Sorry for not replying so far, nice work anyway!

Regarding the upstream integration , I think that instead of adding a new class we could have a runtime option to RealSchur or a new method for post ordering, or even both.

Regarding the code, the 1 to 1 case could be simplified by observing P,Q represent a rotation in the plane, so using a JacobiRotation would allow to replace the for loops by call to applyOnThe{Left,Right}(...).

ggael wrote:Sorry for not replying so far, nice work anyway!

No worries, and thanks for getting back to me.

ggael wrote:Regarding the upstream integration , I think that instead of adding a new class we could have a runtime option to RealSchur or a new method for post ordering, or even both.

Sounds good to me.
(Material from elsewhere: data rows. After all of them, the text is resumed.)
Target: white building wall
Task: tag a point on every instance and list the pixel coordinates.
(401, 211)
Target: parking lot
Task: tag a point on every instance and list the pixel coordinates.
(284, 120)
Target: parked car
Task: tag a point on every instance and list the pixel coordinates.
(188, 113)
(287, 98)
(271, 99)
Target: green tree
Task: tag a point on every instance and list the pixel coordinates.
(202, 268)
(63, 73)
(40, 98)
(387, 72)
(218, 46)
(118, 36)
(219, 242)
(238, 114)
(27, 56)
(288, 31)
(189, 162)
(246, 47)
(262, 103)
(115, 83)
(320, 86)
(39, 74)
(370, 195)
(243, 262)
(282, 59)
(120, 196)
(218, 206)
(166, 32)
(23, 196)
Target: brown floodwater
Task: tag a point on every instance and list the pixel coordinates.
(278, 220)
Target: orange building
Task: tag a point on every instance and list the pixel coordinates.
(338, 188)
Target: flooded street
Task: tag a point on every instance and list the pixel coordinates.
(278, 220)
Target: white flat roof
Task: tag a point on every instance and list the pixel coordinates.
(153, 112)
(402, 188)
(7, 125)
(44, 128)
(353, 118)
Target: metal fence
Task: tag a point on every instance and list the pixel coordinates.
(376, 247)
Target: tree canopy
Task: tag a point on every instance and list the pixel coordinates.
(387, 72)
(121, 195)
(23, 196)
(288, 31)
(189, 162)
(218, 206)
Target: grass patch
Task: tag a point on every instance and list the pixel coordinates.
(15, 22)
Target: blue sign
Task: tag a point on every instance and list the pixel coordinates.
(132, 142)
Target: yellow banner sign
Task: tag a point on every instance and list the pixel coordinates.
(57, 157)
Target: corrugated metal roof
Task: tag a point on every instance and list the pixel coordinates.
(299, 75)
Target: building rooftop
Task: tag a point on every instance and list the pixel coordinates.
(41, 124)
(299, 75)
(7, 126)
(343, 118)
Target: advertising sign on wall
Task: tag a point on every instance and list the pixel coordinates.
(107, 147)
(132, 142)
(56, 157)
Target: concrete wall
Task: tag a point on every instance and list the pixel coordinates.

I was thinking an interface where compute() takes an additional parameter which is a callable that compares eigenvalues from two blocks and returns true if the first set of (1 or 2) eigenvalues should be ordered before the second set. I like the idea of having both options though.

ggael wrote:Regarding the code, the 1 to 1 case could be simplified by observing P,Q represent a rotation in the plane, so using a JacobiRotation would allow to replace the for loops by call to applyOnThe{Left,Right}(...).

Thanks for the hint, I will create a test and work on simplifying it.

ggael wrote:Sorry for not replying so far, nice work anyway!

Regarding the upstream integration , I think that instead of adding a new class we could have a runtime option to RealSchur or a new method for post ordering, or even both.

Regarding the code, the 1 to 1 case could be simplified by observing P,Q represent a rotation in the plane, so using a JacobiRotation would allow to replace the for loops by call to applyOnThe{Left,Right}(...).

Re-ordering the Schur decomposition is also necessary for the algorithm we use for general matrix functions, so there are more possible applications. Currently, the algorithm is only implemented in the complex case, which mean that it only needs to care about the simple 1-by-1 case. The implementation in matrix_function_permute_schur() in unsupported/Eigen/src/MatrixFunctions/MatrixFunction.h uses JacobiRotation as Gael suggested, so you may have a look at that (I did not try to optimize the implementation though).